Oil price hits 18-month high at $58.37
Oil prices hit 18-month high on Tuesday, the first trading day of 2017, buoyed by hopes that a deal between Organization of Petroleum Exporting Countries (OPEC) and non-OPEC members to cut production, which kicked in on Sunday, will drain a global supply glut.
Benchmark Brent sweet crude jumped more than two per cent to a high of 58.37 dollars, up 1.55 dollars a barrel, the highest since July 2015.
U.S. light crude oil hit an 18-month high of 55.24 dollars up 1.52 dollars a barrel, also its highest since July 2015.
January 1, 2016, marked the official start of a deal agreed by OPEC and other non-OPEC exporters such as Russia to reduce output by almost 1.8 million barrels per day (bpd).
“First signals suggest the OPEC and non-OPEC production cuts are raising hopes that the global oil oversupply will diminish,” said Hans van Cleef, senior energy economist at ABN AMRO Bank N.V. in Amsterdam, Ric Spooner, chief market analyst at CMC Markets, agreed:
“Markets will be looking for anecdotal evidence for production cuts,” he said.
Libya and Nigeria were exempted by OPEC from the output cuts.
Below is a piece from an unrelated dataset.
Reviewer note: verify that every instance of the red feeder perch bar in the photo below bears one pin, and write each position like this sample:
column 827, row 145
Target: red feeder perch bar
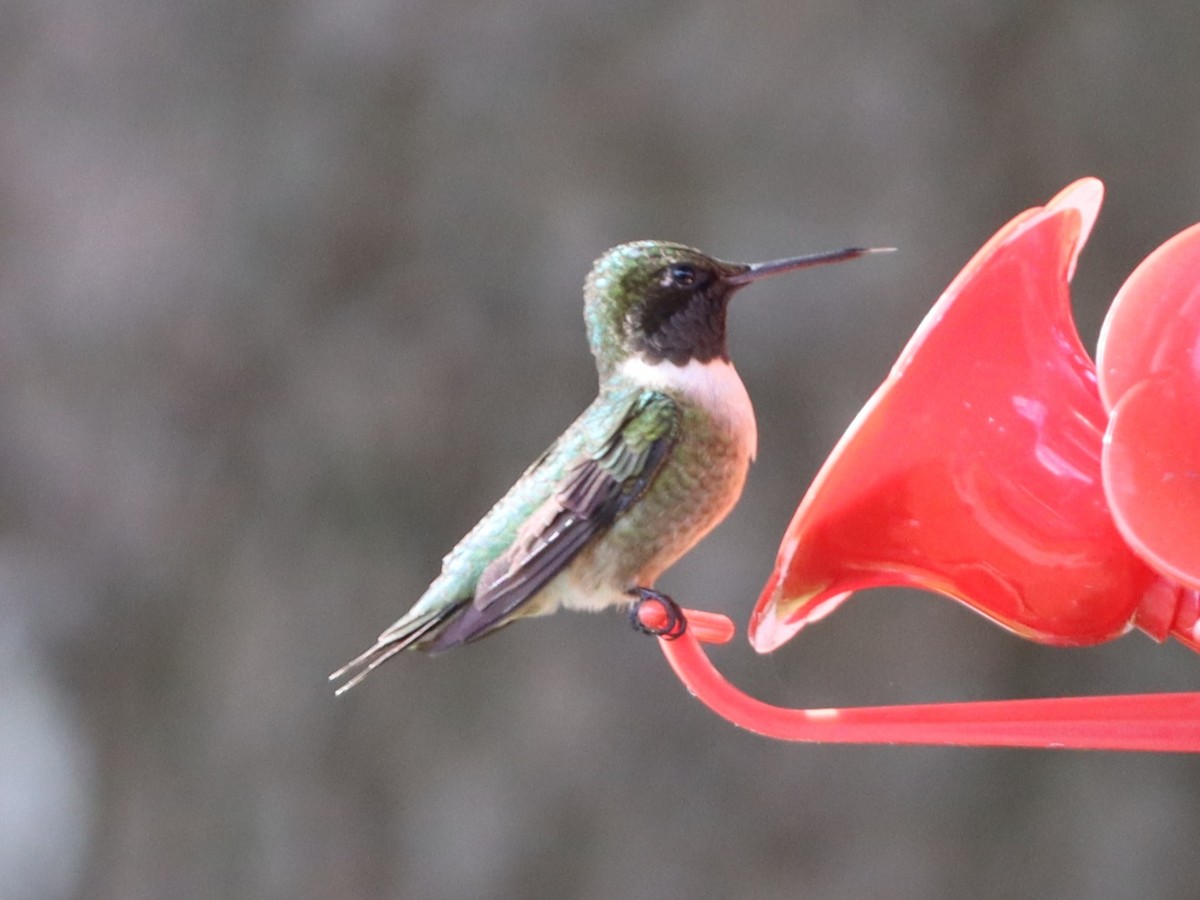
column 999, row 467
The North African nation has increased its production to 685, 000 bpd from about 600, 0000 bpd in December, an official of the National Oil Corporation said last week.
Nigeria’s crude oil output also increased by 252, 800 bpd in January up from 1.697 million bpd in December, to 1.949 million bpd due to reduced attacks on oil installations and facilities by militants.